Sujet : Re: do { quit; } else { }
De : bc (at) *nospam* freeuk.com (bart)
Groupes : comp.lang.cDate : 04. Apr 2025, 21:18:45
Autres entêtes
Organisation : A noiseless patient Spider
Message-ID : <vsper4$b9vd$1@dont-email.me>
References : 1
User-Agent : Mozilla Thunderbird
On 04/04/2025 20:23, Thiago Adams wrote:
What do you think of this control block?
do
{
FILE f = fopen("file.txt", "r");
if (f == NULL) quit; /*goes to else part*/
/*success here*/
for (int i =0; i < 10; i++){
...
if (error) quit;
}
}
else
{
/*some error*/
}
As a new language feature?
I think 'do {}' would be confused 'do {} while' (a parser - or a human - won't know this isn't a loop until the 'else' is seen. And then there's a possibility that that 'else' belongs to an 'if' but an omission or inclusion of a braces has screwed things up.
Perhaps a new keyword ('try' maybe) is better.
You'd also need to specify how nested do-else blocks will work.
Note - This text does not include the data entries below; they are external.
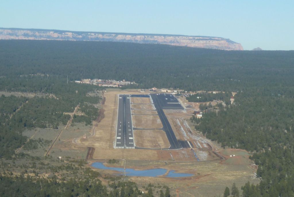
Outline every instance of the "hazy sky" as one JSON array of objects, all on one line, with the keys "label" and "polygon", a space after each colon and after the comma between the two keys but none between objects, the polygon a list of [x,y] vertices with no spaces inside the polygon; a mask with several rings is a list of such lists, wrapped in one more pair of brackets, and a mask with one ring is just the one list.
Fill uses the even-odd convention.
[{"label": "hazy sky", "polygon": [[0,27],[206,35],[294,50],[294,0],[14,1]]}]

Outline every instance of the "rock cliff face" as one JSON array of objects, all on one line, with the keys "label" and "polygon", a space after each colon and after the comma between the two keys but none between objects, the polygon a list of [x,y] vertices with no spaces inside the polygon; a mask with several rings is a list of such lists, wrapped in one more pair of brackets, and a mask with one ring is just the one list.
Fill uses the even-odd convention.
[{"label": "rock cliff face", "polygon": [[0,28],[0,39],[110,41],[162,44],[227,50],[243,50],[241,44],[218,37],[44,29]]}]

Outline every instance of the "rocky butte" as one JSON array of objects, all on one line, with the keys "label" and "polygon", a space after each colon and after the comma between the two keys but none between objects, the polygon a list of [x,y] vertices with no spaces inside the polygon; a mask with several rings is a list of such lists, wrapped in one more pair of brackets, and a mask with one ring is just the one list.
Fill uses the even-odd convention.
[{"label": "rocky butte", "polygon": [[108,41],[161,44],[226,50],[243,50],[229,39],[205,36],[0,28],[0,39]]}]

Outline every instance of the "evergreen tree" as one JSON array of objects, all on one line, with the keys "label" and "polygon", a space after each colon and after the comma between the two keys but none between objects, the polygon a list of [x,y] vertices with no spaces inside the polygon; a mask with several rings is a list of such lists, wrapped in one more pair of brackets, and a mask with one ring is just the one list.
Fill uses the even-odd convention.
[{"label": "evergreen tree", "polygon": [[225,192],[223,193],[224,197],[228,197],[229,196],[230,196],[230,189],[228,187],[226,187]]},{"label": "evergreen tree", "polygon": [[233,183],[233,185],[232,186],[231,194],[233,197],[239,197],[240,196],[239,189],[236,186],[236,184],[235,183]]},{"label": "evergreen tree", "polygon": [[160,197],[164,197],[164,194],[163,193],[163,192],[162,191],[162,189],[160,190]]},{"label": "evergreen tree", "polygon": [[167,187],[166,189],[166,193],[164,194],[164,197],[170,197],[171,194],[169,193],[169,188]]}]

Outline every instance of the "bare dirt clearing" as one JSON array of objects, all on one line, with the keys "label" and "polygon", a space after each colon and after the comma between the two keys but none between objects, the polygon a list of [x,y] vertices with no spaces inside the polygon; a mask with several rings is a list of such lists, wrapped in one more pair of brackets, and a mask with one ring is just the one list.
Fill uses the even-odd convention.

Or will 'quit' (so you have a new keyword anyway) only work at this level?
What about chained versions: do {} else do {} else ...; I guess 'quit' will just go to the next else block rather than quit the whole chain?
Note that this can be emulated in C now using:
if
{
goto quit001;
}
else
{quit001:
}
Perhaps what C needs is a way to do that jump without an explicit goto:
if
{
quit001;
}
else
{quit001:
}
You can require that such jumps can only go forwards.